How Much Do You Know About Al Capone?

How Much Do You Know About Al Capone?

Oct 08
How Much Do You Know About Al Capone?

Mention Al Capone and visions of a vicious gangster likely come to mind. Trivia and facts you probably did not know about Al Capone likely contribute to the mystique and Hollywood-style fame of one of the most notorious gangsters of his time. Ira Riklis delves into some pieces of trivia about the infamous mobster.

Early Life and Childhood Gangs

Born to Italian immigrant parents in Brooklyn, New York on January 17, 1899, Alphonse Capone joined the gang life early in his youth. Some sources say he quit school after sixth grade, while others indicate that he was expelled at age 14.
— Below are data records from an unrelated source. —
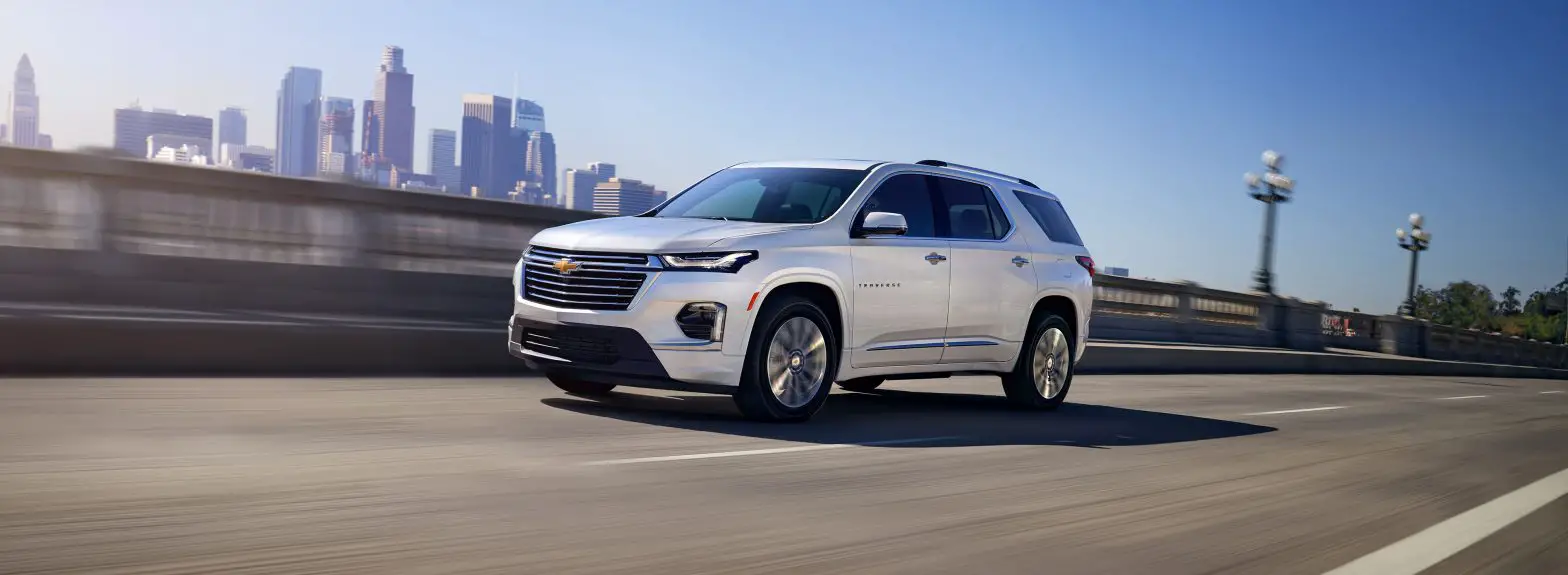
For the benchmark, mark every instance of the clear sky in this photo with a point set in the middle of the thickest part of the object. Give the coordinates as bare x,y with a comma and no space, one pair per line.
1140,115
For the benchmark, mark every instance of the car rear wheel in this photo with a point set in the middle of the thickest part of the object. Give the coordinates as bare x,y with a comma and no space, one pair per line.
577,386
1045,367
791,362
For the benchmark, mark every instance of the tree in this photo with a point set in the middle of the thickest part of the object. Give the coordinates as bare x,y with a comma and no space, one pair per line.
1510,301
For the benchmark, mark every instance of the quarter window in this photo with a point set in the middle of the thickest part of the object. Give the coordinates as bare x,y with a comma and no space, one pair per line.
1051,218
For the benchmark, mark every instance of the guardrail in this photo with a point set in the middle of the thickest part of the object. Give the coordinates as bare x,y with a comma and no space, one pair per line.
105,231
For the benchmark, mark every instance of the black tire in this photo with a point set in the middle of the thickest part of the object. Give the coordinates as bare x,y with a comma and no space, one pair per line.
754,398
1021,384
863,384
577,386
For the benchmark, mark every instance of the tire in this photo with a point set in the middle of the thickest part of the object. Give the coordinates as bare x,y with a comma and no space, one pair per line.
577,386
863,384
792,339
1049,340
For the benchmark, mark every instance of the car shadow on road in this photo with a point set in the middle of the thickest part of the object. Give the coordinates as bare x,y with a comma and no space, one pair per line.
902,419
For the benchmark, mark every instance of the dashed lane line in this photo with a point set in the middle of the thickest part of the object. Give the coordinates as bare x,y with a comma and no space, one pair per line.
1441,541
769,452
1299,411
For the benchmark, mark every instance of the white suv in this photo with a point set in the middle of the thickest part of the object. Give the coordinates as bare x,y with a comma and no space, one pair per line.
770,281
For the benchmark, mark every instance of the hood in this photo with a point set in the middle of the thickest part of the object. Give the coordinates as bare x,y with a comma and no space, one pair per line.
651,235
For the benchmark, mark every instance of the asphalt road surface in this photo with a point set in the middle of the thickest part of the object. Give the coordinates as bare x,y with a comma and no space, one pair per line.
1136,475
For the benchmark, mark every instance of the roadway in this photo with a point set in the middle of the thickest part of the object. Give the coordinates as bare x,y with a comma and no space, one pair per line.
505,475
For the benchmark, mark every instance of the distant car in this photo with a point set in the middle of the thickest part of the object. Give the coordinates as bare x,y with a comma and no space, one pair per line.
770,281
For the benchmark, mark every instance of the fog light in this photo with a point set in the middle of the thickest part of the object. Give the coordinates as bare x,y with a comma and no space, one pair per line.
703,321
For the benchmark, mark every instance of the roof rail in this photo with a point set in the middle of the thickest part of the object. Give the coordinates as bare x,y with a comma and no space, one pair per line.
940,163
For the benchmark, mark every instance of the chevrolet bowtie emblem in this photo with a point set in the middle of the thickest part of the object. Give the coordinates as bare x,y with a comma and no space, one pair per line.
566,267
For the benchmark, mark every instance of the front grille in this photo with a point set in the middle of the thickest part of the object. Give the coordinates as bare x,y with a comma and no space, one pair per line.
568,347
601,282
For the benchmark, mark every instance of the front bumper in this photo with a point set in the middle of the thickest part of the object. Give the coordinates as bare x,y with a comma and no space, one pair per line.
620,356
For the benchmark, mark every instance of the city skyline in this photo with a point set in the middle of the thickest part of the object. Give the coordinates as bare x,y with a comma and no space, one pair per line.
1140,119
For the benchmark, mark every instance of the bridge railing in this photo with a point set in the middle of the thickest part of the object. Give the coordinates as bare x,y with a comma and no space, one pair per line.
105,231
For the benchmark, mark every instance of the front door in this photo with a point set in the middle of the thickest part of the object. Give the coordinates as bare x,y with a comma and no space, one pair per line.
900,282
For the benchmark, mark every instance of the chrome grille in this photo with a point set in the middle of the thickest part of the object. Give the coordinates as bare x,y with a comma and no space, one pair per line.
601,282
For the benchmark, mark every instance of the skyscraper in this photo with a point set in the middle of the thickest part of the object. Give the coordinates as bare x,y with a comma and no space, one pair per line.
604,169
577,188
298,122
530,115
337,137
394,110
134,127
231,126
486,146
541,160
444,159
24,105
620,196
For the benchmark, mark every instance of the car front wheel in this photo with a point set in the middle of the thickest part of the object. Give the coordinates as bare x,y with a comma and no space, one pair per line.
791,362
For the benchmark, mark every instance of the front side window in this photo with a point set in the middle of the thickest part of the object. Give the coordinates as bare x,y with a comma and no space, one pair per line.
966,207
907,195
765,195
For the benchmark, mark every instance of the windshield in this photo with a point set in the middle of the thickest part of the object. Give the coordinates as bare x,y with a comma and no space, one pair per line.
767,195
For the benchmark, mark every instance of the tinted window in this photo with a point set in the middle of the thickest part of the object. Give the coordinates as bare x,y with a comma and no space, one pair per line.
769,195
1051,218
968,215
905,195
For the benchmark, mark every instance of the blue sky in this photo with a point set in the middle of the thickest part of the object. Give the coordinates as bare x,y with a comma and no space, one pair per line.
1142,115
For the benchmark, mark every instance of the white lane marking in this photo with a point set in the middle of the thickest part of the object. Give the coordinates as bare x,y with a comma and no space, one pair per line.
174,320
1299,411
765,452
1441,541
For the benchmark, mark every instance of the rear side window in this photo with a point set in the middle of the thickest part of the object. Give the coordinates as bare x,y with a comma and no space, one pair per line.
1051,218
968,210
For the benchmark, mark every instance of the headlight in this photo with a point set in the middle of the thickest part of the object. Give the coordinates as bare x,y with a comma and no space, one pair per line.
726,262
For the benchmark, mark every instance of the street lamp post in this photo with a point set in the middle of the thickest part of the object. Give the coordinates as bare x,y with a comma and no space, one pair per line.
1416,240
1270,188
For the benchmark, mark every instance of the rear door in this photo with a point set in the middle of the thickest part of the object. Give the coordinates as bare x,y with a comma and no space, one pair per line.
993,273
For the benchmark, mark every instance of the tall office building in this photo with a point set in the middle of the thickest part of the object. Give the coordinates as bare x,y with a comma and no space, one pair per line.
486,146
250,159
24,105
298,122
529,115
604,169
337,137
620,196
444,159
159,141
541,160
577,188
231,127
370,132
394,110
134,126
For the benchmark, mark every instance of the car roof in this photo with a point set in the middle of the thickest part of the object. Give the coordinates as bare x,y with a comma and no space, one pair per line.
999,180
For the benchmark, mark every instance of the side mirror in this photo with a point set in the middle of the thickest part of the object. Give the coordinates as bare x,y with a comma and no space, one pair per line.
883,223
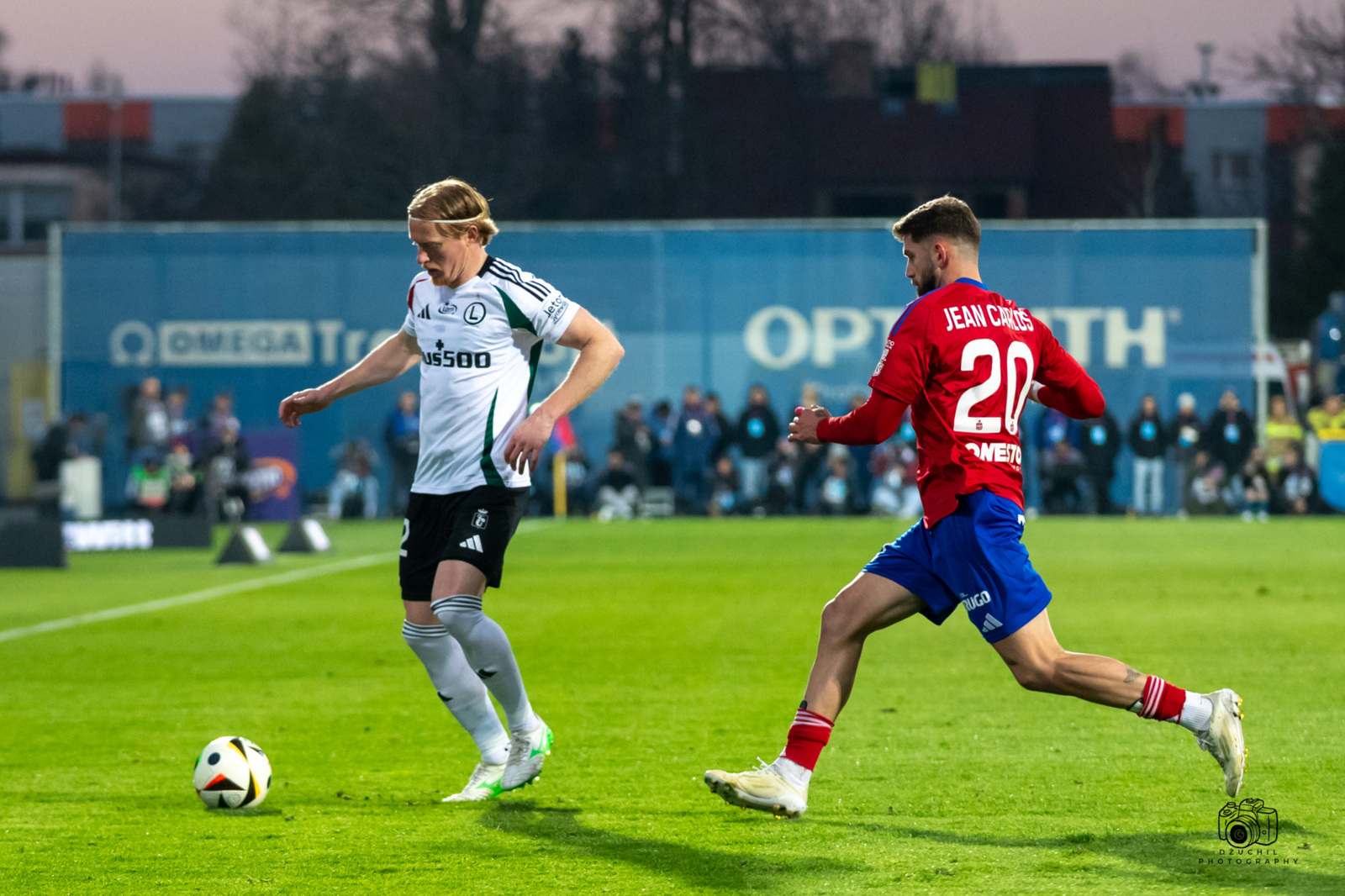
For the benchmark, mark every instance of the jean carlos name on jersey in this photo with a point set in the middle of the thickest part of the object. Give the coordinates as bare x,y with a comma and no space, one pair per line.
479,349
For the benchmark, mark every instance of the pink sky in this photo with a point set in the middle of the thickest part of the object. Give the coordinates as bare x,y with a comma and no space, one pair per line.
185,46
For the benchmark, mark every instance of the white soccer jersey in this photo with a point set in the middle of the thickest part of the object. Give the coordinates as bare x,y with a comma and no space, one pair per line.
479,350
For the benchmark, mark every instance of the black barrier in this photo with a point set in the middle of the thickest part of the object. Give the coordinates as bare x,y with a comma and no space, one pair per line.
182,532
33,542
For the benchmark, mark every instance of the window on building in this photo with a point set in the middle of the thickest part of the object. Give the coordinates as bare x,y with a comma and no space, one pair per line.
1231,170
26,212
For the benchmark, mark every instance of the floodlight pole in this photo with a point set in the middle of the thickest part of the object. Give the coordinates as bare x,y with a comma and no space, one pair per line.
114,151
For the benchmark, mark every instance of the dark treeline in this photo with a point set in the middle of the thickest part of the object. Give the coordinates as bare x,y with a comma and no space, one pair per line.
353,104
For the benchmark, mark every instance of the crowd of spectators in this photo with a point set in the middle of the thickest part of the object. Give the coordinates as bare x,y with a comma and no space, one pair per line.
697,459
715,465
1217,466
179,465
706,461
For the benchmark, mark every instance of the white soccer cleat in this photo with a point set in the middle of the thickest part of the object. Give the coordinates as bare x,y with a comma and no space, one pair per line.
1224,737
484,783
528,750
763,788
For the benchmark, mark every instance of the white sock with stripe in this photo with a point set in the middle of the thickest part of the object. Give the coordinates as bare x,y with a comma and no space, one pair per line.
462,692
488,651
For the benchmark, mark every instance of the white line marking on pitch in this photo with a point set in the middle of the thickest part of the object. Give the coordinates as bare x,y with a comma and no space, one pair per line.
197,596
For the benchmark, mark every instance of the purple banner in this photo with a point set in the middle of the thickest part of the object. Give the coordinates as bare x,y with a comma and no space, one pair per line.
273,478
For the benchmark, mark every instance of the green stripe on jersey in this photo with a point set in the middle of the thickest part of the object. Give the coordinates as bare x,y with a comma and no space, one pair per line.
517,319
493,475
533,358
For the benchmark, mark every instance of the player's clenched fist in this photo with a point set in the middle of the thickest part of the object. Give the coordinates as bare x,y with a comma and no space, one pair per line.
529,439
304,401
804,424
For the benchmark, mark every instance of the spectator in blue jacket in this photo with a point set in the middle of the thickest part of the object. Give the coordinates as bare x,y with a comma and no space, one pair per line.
696,435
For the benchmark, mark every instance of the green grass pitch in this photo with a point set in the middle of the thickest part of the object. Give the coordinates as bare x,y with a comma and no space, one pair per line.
657,651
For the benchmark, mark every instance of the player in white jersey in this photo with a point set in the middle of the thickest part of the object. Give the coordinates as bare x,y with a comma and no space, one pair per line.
475,324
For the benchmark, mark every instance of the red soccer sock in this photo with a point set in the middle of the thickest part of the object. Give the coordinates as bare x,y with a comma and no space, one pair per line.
809,734
1161,700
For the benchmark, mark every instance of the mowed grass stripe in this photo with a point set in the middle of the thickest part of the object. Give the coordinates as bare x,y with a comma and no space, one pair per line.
198,596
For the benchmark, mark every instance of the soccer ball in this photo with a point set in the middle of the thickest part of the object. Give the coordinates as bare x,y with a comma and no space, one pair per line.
232,772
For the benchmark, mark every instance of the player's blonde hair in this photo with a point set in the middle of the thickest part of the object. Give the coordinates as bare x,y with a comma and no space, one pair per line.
454,206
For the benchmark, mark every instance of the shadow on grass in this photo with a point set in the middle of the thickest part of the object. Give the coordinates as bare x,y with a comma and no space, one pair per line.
1167,851
696,867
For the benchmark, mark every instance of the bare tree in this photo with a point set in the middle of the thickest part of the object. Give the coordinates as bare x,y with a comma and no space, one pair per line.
1306,61
1134,78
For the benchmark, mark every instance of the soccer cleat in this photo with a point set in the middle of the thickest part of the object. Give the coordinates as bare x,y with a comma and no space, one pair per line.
484,783
1224,737
528,750
763,788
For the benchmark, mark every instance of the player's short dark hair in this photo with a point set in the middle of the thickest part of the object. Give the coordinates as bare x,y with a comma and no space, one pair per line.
943,217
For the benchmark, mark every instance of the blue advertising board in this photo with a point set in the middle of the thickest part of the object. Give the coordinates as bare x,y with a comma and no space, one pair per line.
264,309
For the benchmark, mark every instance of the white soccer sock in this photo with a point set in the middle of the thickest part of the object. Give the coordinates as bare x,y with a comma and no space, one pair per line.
462,692
1196,712
488,651
793,771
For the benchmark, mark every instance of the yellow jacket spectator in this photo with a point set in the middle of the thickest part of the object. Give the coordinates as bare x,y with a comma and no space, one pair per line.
1328,421
1284,434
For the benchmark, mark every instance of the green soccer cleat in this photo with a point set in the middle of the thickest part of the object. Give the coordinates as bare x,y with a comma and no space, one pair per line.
528,750
484,783
1224,737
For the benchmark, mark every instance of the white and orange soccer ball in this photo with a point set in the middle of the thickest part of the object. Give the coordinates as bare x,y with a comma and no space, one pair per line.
232,772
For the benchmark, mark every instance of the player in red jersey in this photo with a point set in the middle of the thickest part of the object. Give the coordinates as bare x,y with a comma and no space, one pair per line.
966,361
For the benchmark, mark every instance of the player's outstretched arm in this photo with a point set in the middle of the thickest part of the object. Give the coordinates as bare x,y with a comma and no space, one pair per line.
394,356
599,356
869,424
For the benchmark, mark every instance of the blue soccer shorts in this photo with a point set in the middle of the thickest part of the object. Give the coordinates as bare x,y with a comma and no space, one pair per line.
972,557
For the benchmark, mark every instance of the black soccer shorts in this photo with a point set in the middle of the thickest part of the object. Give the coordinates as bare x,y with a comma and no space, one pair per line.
474,526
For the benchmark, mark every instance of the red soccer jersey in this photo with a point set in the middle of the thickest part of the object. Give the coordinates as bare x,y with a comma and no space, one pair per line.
963,358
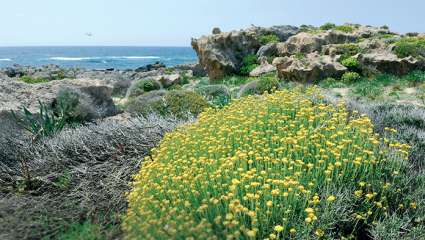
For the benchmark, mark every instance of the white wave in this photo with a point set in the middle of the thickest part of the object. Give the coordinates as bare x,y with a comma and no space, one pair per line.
135,57
72,58
106,57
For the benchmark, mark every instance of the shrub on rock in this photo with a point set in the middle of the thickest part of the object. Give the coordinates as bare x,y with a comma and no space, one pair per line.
350,77
178,103
142,86
284,165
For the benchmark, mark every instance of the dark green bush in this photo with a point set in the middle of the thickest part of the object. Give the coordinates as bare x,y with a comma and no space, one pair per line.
263,84
249,63
410,46
351,63
350,77
178,103
218,95
344,28
269,38
331,83
369,89
43,124
327,26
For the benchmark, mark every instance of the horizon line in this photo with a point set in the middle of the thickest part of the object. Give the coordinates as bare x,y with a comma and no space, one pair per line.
147,46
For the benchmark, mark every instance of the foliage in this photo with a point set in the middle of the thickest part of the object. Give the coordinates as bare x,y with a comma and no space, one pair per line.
275,166
84,231
351,63
347,50
410,46
327,26
178,103
266,83
218,95
249,63
142,86
184,103
269,38
32,80
43,124
368,88
331,83
350,77
344,28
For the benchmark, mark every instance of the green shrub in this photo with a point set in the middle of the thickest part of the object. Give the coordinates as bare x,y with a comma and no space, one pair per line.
331,83
327,26
280,166
410,46
32,80
43,124
415,77
351,63
142,86
350,77
267,83
262,84
368,88
344,28
218,95
184,103
249,63
269,38
84,231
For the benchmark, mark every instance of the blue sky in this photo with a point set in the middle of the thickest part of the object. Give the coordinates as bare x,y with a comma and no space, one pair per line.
174,22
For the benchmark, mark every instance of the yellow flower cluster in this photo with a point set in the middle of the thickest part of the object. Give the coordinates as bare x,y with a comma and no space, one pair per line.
256,169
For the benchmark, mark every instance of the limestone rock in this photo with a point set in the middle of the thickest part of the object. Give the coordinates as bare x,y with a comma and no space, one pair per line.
264,68
222,54
388,62
313,68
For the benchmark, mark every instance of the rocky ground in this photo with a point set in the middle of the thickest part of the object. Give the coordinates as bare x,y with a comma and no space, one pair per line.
79,175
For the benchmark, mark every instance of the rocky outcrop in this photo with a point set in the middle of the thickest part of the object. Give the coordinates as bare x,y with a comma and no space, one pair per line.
151,67
388,62
94,97
222,54
264,68
313,67
309,42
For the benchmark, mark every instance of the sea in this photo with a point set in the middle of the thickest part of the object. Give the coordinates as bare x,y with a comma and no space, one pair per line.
96,57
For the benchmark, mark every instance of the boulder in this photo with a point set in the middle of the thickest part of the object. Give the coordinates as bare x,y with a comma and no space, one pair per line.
263,68
388,62
151,67
313,67
169,80
305,42
222,54
94,97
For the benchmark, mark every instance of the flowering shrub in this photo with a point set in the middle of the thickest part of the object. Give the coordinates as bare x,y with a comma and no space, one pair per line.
267,167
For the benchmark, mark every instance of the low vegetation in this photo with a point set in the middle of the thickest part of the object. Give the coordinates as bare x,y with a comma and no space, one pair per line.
277,166
410,46
249,63
269,38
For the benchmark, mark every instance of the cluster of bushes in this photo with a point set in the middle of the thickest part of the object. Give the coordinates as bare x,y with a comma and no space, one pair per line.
410,46
331,26
283,165
178,103
249,63
268,38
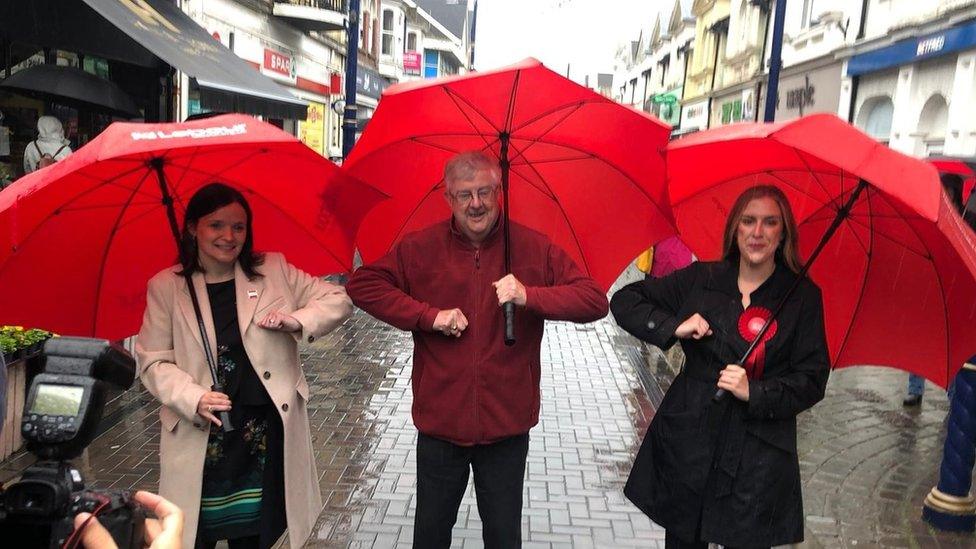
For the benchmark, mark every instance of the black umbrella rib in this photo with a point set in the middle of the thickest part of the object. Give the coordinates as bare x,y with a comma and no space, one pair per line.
301,226
799,155
803,191
511,102
748,174
420,203
108,247
547,191
434,145
112,181
572,231
63,207
864,278
894,241
575,105
538,139
416,139
457,99
608,163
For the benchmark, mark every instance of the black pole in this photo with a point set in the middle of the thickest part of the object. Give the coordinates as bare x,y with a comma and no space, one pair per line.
5,56
509,307
157,166
775,61
349,121
842,214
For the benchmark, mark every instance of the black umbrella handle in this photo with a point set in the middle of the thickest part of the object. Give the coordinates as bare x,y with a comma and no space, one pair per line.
224,415
226,425
509,310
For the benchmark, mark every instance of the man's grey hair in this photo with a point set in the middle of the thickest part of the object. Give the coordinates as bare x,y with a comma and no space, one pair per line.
466,165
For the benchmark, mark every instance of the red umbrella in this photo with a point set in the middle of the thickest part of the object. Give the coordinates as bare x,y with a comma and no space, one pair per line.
80,239
965,168
899,274
584,170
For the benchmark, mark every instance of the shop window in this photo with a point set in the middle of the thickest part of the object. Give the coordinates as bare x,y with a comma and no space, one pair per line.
388,37
364,32
807,15
875,117
932,123
431,64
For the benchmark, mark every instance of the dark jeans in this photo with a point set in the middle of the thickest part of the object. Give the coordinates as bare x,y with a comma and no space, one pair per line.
672,541
442,477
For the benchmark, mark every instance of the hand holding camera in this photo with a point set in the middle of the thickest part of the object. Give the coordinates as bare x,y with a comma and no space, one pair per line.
163,532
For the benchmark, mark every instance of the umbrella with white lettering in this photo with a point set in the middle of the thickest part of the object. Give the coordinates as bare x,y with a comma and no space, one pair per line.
80,239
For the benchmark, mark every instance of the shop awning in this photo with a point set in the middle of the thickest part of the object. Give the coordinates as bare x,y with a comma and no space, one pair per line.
157,27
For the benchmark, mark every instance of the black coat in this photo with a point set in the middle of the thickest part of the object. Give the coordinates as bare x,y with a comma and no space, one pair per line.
728,472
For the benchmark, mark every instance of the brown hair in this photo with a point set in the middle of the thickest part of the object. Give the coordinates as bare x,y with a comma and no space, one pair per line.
787,252
206,201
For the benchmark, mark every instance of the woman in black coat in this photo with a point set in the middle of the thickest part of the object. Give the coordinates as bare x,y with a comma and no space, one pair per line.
727,472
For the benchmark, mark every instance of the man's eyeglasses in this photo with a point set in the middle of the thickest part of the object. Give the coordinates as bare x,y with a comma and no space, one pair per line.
484,193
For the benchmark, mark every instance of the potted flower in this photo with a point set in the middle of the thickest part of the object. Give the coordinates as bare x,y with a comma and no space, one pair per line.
17,343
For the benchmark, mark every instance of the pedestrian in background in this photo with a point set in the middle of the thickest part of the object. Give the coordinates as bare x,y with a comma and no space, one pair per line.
256,307
727,472
49,147
952,186
474,398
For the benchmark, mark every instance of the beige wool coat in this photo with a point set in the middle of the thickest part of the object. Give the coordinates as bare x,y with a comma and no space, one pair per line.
172,365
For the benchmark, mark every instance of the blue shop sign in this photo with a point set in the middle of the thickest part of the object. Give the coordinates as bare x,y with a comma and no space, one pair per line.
369,82
912,50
Capone sustained a cut across his face during a fight, leading to his well-known nickname, “Scarface.”

He soon began living the gangster life, along with the likes of Lucky Luciano and Johnny Torrio. He married Mae Coughlin in 1918, remaining with her until death. He fathered one child with Mae.

The FBI indicates that Al Capone joined Torrio as a member of the Colosimo mob in Chicago around 1920. His crimes ranged from minor offenses to tax evasion and heinous criminal acts.

Capone and the Mob Life

Prohibition offered opportunities for gangsters like Al Capone to make a great deal of money while building their criminal empire. Alcohol-smuggling, prostitution and gambling enterprises increased wealth as well as competition among mobsters.

Johnny Torrio retired from life as a gangster after an assassination attempt in 1925. Already known for being a ruthless mobster, Capone took over the gang upon Torrio’s retirement.

His rivalries with other gangs continued after his rise to the top. Some sources indicate that Capone and “The Outfit” raked in up to $100 million annually. He enjoyed celebrity status, even speaking to the media, but became elusive at times when aware that law enforcement was closing in on him.

St. Valentine’s Day Massacre

Although multiple sources attributed the St. Valentine’s Day Massacre to Al Capone, he was never criminally charged with the murders of seven men affiliated with gangster Bugs Moran. The attackers lined the men against a wall and shot them all to death.

Capone conveniently went to Florida around the time of the massacre, where he remained on the February 14, 1929, massacre. His whereabouts was one reason that law enforcement could not charge him with the murders. The case remains unsolved.

Elliot Ness, Income Tax Evasion & The Downfall Of Al Capone

Capone considered Elliot Ness his enemy. Some officials tired of his tactics to evade court appearances and arrest, while other officials gladly accepted bribes. Witness intimidation tactics kept some witnesses from offering testimony against Capone or members of his gang. Capone made the FBI’s “Most Wanted” list by 1930.

He received a one-year sentence for carrying a concealed weapon, yet was released after nine months, likely a frustrating turn of events for law enforcement. While Ness’ team, “The Untouchables,” worked tirelessly to take him down, Al Capone maintained his national notoriety and ability to hide from the FBI.

Although Ness sometimes receives credit for the apprehension and prison sentence handed down to Al Capone, he actually was not responsible for Capone’s fall from leadership of his criminal gang. The U.S. Treasury Department successfully brought charges of income tax evasion against Capone, resulting in a 1931 conviction. He began serving 11 years at the U.S. Penitentiary at Atlanta.

He soon found himself at Alcatraz after reports of receiving privileged treatment surfaced. He received an early release in 1939 due to advanced syphilis. He died in 1947.

Little Known Al Capone Facts

When Al Capone purchased a home in Miami, officials worked tirelessly to rid Miami of Capone for good with the sheriff giving orders to arrest him “on sight,” says the South Beach Magazine.

Al Capone once said, “They can’t collect legal taxes from illegal money.” Brainy Quotes published other Capone quotes such as:

“Vote early and vote often.”

“I don’t even know what street Canada is on.”

“When I sell liquor it’s called bootlegging; when my patrons serve it on Lake Shore Drive, it’s called hospitality.”